Johann Sebastian Bachs Fantasia in G-Dur BWV 572 bringt mit ihren in höchsten Höhen flirrenden Tönen einen ekstatischen Einstieg - und den überwältigenden Effekt, wenn dann der volltönende Orgelklang einsetzt und mit erhabener Majestät den Kirchenraum füllt. Mit Souveränität, den Weg unbeirrt zielsicher verfolgend, leitet Schmidt die Zuhörer durch die grandiose Klangpracht. Musik, die der Seele gleichsam Flügel verleiht. Es folgt Robert Schumanns Fuge über B-A-C-H op. 60,5. In geradezu demütiger Schlichtheit, fast andächtig, voller Verehrung für den großen Meister; tief empfunden und seelenvoll von Schmidt interpretiert. Ein anderes Selbstbewusstsein offenbart da Felix Mendelssohn mit Präludium und Fuge c-moll op. 37,1: Er will sich hörbar messen mit dem großen Vorbild, statt wie Schumann in andächtiger Verehrung zu verharren. Er trumpft auf, will zeigen, was er kann.

Ein Blick auf die biografische Situation der beiden Komponisten ist erhellend. Mendelssohn entstammte einer großbürgerlichen, den Künsten zugewandten Berliner Familie mit jüdischen Wurzeln, die zum Reformierten Glauben übergetreten war. Er erfuhr jedwede Förderung. Früh kam er in Kontakt mit Goethe, der sich vom Talent des Knaben beeindruckt zeigte. Seine Musikerkarriere lief bestens; 1835 wurde er mit 26 Jahren Gewandhauskapellmeister in Leipzig. Robert Schumann dagegen kam aus einem kleinbürgerlichen Buchhändlerhaushalt in der Provinzstadt Zwickau. Er reiste mit großen Ambitionen nach Leipzig, wollte Pianist werden, zerstörte sich diese Möglichkeit jedoch durch übermäßiges Üben, das eine irreparable Fingerverletzung zur Folge hatte. Also wurde er Komponist und Musikjournalist, wobei seine Rezensionen mehr Beachtung fanden als seine Kompositionen.

Mendelssohn und Schumann einte ihre große Wertschätzung Bachs, der in der Mitte des 19. Jahrhunderts nur noch Insidern bekannt war. Beide setzten sich vehement für eine Renaissance der Bachschen Werke ein und müssen in einem Programm, das der Bach-Verehrung gewidmet ist, folglich unbedingt vertreten sein.

Kunstvoll ausgearbeitet, effektvoll gesetzt, der Virtuosität des Interpreten Raum zur Darstellung gebend, huldigt Mendelssohn im Opus 37,1 erkennbar dem Vorbild, lässt aber gleichwohl seinen "Sommernachtstraum-Ton", die lebensfrohe Leichtigkeit des Seins, aufblitzen.

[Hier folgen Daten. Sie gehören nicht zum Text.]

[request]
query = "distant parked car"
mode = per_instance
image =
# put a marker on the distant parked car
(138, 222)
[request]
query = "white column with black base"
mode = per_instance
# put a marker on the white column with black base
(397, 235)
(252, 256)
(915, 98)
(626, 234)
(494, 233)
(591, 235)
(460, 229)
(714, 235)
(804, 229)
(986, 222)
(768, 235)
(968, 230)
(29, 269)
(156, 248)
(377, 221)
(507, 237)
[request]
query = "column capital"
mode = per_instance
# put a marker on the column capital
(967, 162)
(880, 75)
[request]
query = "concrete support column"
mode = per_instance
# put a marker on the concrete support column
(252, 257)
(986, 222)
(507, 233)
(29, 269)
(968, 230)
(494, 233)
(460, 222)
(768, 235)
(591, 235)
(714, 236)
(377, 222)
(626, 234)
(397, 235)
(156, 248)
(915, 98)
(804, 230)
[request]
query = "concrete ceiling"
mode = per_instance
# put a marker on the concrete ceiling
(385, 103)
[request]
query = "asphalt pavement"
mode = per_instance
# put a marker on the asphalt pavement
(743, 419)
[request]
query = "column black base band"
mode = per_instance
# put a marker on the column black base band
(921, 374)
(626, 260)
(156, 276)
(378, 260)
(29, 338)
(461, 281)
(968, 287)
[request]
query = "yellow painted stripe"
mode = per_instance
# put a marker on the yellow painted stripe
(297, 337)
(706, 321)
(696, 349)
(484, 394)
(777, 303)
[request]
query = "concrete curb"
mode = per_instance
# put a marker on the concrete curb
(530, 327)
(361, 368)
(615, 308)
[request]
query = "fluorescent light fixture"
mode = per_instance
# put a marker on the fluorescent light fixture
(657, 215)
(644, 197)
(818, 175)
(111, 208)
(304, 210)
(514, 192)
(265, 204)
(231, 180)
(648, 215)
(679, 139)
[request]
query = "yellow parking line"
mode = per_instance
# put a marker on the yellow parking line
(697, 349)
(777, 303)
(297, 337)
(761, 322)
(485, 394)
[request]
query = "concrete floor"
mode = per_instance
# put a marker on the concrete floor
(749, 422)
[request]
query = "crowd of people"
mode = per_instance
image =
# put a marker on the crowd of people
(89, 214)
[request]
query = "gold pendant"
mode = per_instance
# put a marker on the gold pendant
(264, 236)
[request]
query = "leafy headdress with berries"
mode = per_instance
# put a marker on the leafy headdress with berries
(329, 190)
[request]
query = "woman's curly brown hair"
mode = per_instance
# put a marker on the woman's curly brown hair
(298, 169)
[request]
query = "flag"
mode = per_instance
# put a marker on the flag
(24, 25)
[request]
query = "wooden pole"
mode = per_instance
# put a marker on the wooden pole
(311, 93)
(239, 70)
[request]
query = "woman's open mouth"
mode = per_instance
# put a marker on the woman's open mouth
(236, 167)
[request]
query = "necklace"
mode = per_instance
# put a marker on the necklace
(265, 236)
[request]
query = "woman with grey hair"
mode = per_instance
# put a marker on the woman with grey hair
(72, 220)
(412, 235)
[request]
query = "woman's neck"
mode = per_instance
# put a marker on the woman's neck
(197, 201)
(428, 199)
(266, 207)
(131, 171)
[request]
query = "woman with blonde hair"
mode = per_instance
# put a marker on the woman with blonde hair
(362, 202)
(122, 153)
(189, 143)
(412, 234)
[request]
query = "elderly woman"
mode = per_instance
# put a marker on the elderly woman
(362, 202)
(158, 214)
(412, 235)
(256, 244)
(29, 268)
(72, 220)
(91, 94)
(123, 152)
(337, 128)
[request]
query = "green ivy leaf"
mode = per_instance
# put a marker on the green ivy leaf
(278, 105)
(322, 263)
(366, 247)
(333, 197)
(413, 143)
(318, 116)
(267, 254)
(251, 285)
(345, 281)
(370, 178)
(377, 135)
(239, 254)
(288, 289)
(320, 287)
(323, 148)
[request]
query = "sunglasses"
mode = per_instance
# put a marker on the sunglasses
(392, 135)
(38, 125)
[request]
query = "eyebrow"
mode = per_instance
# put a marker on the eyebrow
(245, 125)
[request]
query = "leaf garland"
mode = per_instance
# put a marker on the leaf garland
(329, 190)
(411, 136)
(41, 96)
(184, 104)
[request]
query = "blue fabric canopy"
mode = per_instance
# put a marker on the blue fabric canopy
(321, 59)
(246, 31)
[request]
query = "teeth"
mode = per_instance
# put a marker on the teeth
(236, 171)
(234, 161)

Mit Brahms' Variationen und Fuge über ein Thema von Georg Friedrich Händel (für Orgel bearbeitet von Martin Schmeding) weicht Schmidt dann vom vorgegebenen Pfad ab und wendet sich quasi dem Antipoden Bachs zu. Steht der für vergeistigte Musik, die immer "zum Ruhme Gottes" (soli deo gloria) entsteht, ist Händel der weltliche Lebe- und Geschäftsmann, der seinen Londoner Opern- und Oratorienbetrieb nach betriebswirtschaftlichen Kriterien führt.

Das Händel-Brahms-Schmeding-Werk verlangt dem Organisten alles ab; die ganze Bandbreite an Farben und Ausdrucksmöglichkeiten ist gefragt. Schmidt überzeugt vollkommen und schließt mit einer eigenen Improvisation über "Freu dich, du Himmelskönigin": Leicht, licht, luftig legt die Orgel ihr erhabene Majestät ab, steigt aus der Himmelshöhe hinab und begibt sich gleichsam unter die Menschen - mitten hinein in deren wuseliges Treiben. Großer, verdienter Applaus.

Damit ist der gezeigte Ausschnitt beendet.